The January issue of Mystery Weekly Magazine kicks off the new year with another mixed bag of compelling crime, mystery and suspense stories.
"Merrill's Run" introduces us to an unlucky gambler who is trying to outrun his past. John Floyd takes us on a road trip where we learn just how far Merrill's bad luck extends beyond the gaming tables.
For reader's who prefer a slower pace and cozier settings, we have "Father's Favorite" by Alan Orloff, centered around a small town bakery cafe. A derelict has been found dead across the street, and when Detective Calhoun arives to question the waitresses he detects something more sinister in the air than freshly brewed coffee. Perceptive readers can follow the trail of clues right along with him as he gets dangerously close to the truth.
Those who enjoy something different will appreciate "Ambergris" by Matthew Bennardo, where we are transported back in time to a whaling ship as three widows sneak abord by cover of darkness to steal from a miserly ship owner. Written with an authentic voice, it is sure to delight readers of historical fiction.
Faith Allington's "The Death at Knightshayes Court" is a more traditional offering in the style of Agatha Christie.

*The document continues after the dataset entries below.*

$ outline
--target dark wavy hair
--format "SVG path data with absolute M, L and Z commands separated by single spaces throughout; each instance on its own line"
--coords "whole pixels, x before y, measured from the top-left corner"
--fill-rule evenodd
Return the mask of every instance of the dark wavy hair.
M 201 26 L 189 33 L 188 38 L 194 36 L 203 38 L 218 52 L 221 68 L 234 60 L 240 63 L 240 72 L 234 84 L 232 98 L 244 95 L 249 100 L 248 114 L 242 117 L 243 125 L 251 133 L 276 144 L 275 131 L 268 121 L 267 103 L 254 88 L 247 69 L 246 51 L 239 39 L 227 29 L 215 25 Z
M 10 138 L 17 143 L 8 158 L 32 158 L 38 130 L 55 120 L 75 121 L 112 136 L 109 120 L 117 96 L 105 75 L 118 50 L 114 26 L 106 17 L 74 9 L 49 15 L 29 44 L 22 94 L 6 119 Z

Set in an english estate in the twenties, this domestic mystery is about a rare book dealer who must clear his own name in the poisoning death of a young heiress. All of the incredients for an old fashioned parlour mystery are here: an inheritance, servants, suspicious guests, and a classical deneument where the killer and his motives are revealed.
In "The Spy Who Read Too Much" by Michael Turner, a mildmannagered man goes missing after his wife "kind-sorta" lets it slip to at least seventeen people that her husband is a CIA operative. A softboiled detective story with laugh out loud moments.
In his story "Can you make lunch," Bob Tippee gives us an original character in Clinton (not "Clint") Barrymore, an eccentric power company manager preoccupied by trendy office supplies. It's smooth sailing for his employees, thanks to an unusual no-fire policy. But what will happen when his newest employee, Bob (not "Robert") rocks the boat?
Mystery Weekly is a monthly mystery magazine that presents crime and mystery short stories by some of the world's best established and emerging mystery writers. The original stories selected for each issue include noir, cozy, hardboiled, locked room, comic, and historical mysteries--plus occasional genre-busting stories that lean toward speculative or literary fiction. However you classify them, all of our stories feature strong writing and unsurpassed entertainment value.